Beverly Hills, Amerika
Seorang gadis cantik berusia 19 tahun tengah menatap kearah langit malam dengan sesekali melirik kearah laptopnya. Sedari tadi gadis tersebut sudah menarik napas dan menghembuskannya lebih dari 15x dalam satu menit. Bayangkan betapa rakusnya gadis tersebut ketika keadaan kacau.
Tok! Tok!
"Masuk," sahut gadis tersebut dari balkon kamarnya.
Cklek!
Gadis tersebut masih terfokus pada layar yang menampilkan sebuah tayangan dimana salah satu orang yang dia sayangi tengah bersedih.
"Lia, kenapa masih di balkon jam segini?" panggil seorang pemuda tampan yang menjabat sebagai kekasihnya.
Gadis yang dipanggil Lia tersebut langsung mendongakkan kepalanya sedetik kemudian menggeleng lesu
"Ada apa? Cerita sama aku," bujuk pemuda tersebut.
Lia menghembuskan napasnya pelan. "Aku nggak paham sama mereka, kasian Adekku."
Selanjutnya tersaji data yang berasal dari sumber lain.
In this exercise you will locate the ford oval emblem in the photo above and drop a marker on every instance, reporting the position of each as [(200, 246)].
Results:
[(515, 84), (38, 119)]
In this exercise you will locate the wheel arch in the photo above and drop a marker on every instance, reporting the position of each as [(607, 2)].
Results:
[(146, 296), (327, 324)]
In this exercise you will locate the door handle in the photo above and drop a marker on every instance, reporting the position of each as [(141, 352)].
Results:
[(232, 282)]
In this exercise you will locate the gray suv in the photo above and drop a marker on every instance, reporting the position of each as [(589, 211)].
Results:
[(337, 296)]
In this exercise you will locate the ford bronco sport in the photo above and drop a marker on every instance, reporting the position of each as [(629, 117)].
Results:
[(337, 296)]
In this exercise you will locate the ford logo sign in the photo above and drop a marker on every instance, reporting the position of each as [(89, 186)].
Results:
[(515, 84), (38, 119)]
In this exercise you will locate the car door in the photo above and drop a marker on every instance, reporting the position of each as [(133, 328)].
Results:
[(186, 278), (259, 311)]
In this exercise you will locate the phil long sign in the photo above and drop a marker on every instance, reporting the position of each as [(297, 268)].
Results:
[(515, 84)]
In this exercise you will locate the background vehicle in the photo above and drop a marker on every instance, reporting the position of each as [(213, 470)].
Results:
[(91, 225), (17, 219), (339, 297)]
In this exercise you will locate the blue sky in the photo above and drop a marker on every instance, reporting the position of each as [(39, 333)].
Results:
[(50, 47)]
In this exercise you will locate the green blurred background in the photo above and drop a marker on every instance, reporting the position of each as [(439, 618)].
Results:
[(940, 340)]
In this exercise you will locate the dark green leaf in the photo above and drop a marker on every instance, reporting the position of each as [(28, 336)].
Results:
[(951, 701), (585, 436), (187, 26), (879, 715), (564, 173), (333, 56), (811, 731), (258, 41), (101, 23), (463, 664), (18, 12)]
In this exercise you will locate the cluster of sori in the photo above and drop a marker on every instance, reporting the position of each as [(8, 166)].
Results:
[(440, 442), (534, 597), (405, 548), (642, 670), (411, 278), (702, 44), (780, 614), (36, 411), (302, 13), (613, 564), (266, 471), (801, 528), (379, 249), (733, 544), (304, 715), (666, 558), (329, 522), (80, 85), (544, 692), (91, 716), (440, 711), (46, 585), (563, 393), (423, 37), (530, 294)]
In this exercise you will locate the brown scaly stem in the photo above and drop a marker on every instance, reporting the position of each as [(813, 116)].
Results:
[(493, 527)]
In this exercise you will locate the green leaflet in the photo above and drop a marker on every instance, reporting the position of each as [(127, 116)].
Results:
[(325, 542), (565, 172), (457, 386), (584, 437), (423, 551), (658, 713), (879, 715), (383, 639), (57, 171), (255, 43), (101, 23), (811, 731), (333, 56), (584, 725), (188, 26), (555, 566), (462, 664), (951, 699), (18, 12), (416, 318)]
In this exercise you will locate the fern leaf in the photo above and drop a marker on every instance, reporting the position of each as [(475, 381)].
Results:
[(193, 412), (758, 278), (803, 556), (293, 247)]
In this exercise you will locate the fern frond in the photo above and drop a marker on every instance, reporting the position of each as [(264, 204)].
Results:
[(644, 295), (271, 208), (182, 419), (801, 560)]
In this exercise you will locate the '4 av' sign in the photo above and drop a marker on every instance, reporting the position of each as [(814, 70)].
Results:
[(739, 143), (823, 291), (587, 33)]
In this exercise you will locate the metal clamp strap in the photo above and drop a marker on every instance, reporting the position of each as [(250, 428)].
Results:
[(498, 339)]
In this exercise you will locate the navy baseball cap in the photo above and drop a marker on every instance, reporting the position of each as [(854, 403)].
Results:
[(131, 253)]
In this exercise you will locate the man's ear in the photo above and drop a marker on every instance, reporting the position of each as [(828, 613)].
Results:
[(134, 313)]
Pemuda tersebut menyetel ulang tayangan di laptop gadisnya dan memperhatikan dengan seksama. Di menit ke 6 video tersebut di pause dan sekarang ia mengerti alasan gadisnya selalu uring-uringan sehabis melihat laptopnya. Ternyata itu penyebabnya.
Pemuda tersebut membawa sang gadis kedalam pelukannya guna menenangkan. "Kita samperin oke, semua akan baik-baik aja."
***
Tok! Tok
"Masuk." Sahutan dari dalam membuat seorang pemuda mengikuti perintahnya.
Tampak kedua orang tua serta kedua Adiknya sudah berada di ruang kerja Ayahnya.
"Jadi apa yang mau dibicarakan?" tanya Erlang to the point.
Arta melirik satu persatu anggota keluarganya, kemudian menarik napas perlahan. "Ayah sudah dapat guru terbaik untuk Adik kalian, Eline."
Rafel yang sedari tadi hanya diam pun ikut angkat bicara, "Lalu?"
"Ayah harap tidak ada satupun dari kalian yang membawa Adik kalian keluar rumah entah alasan apapun, atau kalian yang menerima akibatnya." Kalimat sarat ancaman dilayangkan begitu saja oleh Arta.
***
Edgar tengah disibukkan dengan laptopnya guna mengerjakan perhitungan keuangan Cafe miliknya yang dihadiahkan oleh Arta sebagai kado ulang tahunnya yang ke 15. Cafe yang baru berjalan 2 bulan tersebut sedang dalam keadaan laris.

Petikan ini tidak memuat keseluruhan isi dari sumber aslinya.